From first-time-home-buyers to seasoned investors, there is a common misconception that the amount a building is purchased for is the same amount that building should be insured for. Though instinctively this may seem the proper course of action, I will explain how under insuring a home, dwelling, or apartment can have grave consequences.
For a HO-3 Special Form Homeowners policy the general definition of replacement cost is, "Replacement cost contents insurance pays the dollar amount needed to replace damaged personal property with items of like kind and quality, without deducting for depreciation. Replacement cost dwelling insurance pays the policyholder the cost of replacing the damaged property without deduction for depreciation, but limited by the maximum dollar amount indicated on the declarations page of the policy...."

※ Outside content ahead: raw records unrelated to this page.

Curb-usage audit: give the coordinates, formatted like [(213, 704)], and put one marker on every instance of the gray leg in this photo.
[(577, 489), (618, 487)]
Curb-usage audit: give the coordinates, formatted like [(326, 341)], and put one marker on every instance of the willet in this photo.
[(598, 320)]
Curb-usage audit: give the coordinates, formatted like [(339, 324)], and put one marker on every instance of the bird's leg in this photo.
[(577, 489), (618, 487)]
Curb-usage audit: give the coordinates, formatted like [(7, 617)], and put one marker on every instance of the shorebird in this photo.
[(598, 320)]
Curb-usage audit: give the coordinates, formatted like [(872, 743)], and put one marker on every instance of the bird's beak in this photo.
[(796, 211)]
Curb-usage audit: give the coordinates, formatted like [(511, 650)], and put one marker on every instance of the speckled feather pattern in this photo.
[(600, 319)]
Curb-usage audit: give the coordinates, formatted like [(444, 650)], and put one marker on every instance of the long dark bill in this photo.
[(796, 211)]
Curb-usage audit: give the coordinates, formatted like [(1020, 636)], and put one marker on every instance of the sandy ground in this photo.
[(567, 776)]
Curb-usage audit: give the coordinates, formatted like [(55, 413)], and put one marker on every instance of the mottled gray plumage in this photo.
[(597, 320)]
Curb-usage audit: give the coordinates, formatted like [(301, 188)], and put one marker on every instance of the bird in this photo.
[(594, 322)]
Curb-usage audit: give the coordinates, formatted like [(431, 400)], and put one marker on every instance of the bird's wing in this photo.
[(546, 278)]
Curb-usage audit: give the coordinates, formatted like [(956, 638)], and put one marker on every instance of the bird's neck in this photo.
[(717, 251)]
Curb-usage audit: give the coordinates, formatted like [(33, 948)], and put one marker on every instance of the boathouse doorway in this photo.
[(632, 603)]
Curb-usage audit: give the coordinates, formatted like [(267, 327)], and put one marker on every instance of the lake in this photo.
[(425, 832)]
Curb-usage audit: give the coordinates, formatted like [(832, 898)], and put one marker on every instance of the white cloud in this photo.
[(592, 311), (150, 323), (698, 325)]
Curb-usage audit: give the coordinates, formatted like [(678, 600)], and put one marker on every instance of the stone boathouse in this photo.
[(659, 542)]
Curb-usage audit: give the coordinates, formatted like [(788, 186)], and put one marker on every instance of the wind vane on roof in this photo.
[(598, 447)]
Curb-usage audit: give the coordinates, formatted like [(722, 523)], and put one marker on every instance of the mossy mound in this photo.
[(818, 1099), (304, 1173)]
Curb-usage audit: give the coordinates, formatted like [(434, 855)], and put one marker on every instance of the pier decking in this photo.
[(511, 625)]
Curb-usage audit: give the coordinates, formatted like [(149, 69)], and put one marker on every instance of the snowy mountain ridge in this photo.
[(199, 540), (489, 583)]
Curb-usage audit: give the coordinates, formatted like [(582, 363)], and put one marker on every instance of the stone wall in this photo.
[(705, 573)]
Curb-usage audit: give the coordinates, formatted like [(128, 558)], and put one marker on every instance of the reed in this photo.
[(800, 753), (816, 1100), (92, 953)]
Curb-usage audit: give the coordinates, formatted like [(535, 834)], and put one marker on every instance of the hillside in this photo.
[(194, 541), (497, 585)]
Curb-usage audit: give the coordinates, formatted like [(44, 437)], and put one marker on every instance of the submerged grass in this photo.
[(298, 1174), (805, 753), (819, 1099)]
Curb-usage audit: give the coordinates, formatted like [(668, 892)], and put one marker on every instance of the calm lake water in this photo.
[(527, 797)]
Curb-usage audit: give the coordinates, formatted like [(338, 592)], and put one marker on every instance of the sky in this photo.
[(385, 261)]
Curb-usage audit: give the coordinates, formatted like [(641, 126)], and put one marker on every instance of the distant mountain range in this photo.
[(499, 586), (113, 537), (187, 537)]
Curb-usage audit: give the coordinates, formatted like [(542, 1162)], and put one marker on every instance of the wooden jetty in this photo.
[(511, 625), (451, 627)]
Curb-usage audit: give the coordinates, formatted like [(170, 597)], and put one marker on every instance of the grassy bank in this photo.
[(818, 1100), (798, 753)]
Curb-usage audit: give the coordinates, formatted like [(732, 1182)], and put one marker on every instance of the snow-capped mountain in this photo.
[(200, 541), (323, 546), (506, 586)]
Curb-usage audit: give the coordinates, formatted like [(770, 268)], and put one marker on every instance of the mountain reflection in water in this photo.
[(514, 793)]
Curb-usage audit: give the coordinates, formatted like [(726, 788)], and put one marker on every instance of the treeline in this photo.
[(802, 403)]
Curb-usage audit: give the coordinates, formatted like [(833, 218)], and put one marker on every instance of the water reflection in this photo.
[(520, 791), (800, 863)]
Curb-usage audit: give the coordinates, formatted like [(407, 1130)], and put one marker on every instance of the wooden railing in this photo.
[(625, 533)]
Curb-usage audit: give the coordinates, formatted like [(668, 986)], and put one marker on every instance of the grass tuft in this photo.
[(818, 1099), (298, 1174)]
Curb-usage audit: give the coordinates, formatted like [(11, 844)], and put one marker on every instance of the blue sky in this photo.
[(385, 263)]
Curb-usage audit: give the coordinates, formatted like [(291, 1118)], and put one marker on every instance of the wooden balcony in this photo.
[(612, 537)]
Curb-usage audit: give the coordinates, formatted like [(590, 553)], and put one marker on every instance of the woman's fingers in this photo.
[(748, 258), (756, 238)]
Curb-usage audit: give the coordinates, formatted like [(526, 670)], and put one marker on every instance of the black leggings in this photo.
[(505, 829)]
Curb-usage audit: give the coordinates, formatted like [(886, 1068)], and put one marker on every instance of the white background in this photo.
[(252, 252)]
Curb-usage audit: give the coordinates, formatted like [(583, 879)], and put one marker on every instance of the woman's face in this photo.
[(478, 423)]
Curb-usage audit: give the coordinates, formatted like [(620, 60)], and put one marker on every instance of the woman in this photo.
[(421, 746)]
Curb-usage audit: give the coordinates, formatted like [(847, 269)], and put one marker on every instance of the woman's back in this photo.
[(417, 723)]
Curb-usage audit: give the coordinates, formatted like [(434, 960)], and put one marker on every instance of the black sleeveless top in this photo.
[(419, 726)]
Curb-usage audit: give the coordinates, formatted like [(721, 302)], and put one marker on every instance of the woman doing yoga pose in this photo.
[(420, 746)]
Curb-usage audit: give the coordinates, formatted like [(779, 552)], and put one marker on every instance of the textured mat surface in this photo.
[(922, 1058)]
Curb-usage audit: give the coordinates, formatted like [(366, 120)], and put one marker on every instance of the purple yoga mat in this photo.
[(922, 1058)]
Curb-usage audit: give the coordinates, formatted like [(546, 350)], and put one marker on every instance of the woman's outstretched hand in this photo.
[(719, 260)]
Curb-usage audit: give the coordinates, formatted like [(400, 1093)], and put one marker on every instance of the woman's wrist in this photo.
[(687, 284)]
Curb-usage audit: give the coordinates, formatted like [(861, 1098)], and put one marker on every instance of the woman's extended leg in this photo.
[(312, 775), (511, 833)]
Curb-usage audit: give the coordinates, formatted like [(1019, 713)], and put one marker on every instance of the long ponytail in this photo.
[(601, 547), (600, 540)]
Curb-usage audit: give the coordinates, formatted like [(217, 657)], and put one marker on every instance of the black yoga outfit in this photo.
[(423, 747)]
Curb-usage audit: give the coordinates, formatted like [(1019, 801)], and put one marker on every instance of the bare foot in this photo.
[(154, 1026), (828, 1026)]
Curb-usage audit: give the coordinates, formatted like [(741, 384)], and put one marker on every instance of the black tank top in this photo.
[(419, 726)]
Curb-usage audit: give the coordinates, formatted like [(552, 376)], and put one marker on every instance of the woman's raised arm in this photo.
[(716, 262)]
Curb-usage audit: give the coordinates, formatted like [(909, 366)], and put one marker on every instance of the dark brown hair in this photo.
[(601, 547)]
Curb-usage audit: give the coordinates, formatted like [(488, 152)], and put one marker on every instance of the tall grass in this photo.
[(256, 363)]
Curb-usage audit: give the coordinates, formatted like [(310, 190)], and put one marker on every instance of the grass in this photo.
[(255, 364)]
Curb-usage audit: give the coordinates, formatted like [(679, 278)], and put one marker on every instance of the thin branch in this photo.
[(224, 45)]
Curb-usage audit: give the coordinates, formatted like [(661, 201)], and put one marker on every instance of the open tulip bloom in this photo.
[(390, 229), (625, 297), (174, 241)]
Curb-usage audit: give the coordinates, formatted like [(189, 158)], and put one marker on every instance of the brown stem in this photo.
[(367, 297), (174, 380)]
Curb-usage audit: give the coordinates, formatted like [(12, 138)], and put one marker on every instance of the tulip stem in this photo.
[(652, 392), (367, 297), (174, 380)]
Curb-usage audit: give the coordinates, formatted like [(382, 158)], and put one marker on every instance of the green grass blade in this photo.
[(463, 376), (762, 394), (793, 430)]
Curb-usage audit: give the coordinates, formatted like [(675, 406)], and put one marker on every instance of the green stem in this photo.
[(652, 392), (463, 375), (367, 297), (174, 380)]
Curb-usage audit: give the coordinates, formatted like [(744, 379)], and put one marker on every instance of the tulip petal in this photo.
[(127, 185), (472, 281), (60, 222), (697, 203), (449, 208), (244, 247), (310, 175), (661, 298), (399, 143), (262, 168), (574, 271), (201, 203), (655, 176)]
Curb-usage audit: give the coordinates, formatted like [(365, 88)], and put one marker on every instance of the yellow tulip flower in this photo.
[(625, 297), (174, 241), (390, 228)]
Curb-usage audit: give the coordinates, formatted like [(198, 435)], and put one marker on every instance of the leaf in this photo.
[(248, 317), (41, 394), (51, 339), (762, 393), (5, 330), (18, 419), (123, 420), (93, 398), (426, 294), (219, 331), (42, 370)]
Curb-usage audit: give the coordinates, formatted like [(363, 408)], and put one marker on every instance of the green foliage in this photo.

What this means is that if your client is not insuring there property within the proper percentage of the "Replacement Value" of their property then the loss incurred will be reimbursed on a Actual Cash Value basis. Actual Cash Value takes into account depreciation of the structure and its contents. How do you think the phone call is going to go when you sold a house for $200,000, there is a total loss a month later and your client is only getting $40,000 back because the house was improperly insured? Try selling that person another house after their 3-bedroom raised ranch just became a mobile home.
Now when I said the "proper percentage" of replacement value, I was talking about co-insurance. Each insurance carrier has a co-insurance clause on their policies. Co-insurance is a percentage of the replacement value at which the carrier will still pay replacement cost instead of actual cash value. Take this example, the replacement value of a home is $200,000 and the co-insurance is 80%. The home must be insured at $160,000 or greater to receive replacement cost. If the home is insured for less than $160,000 the carrier pays actual cash value. The majority of all insurance carriers have a 100% co-insurance clause, however some still maintain 80% and a few others will go as low as 50%.
Since total losses are relatively rare, it must be mentioned that all partial losses (i.e. kitchen fire, tree through the roof, water-backup from the sewer) on an under insured home are also paid on an actual cash value basis. That means you might see pennies on the dollar for those 50-year-old oak cabinets your now going to replace with something from Ikea.
The best way to side-set this trouble is to advise your clients on the concept of replacement cost and to contact the insurance professional you do business with to ensure that agent is insuring your referrals at 100% replacement value. This way there are no concerns over a particular carriers co-insurance clause.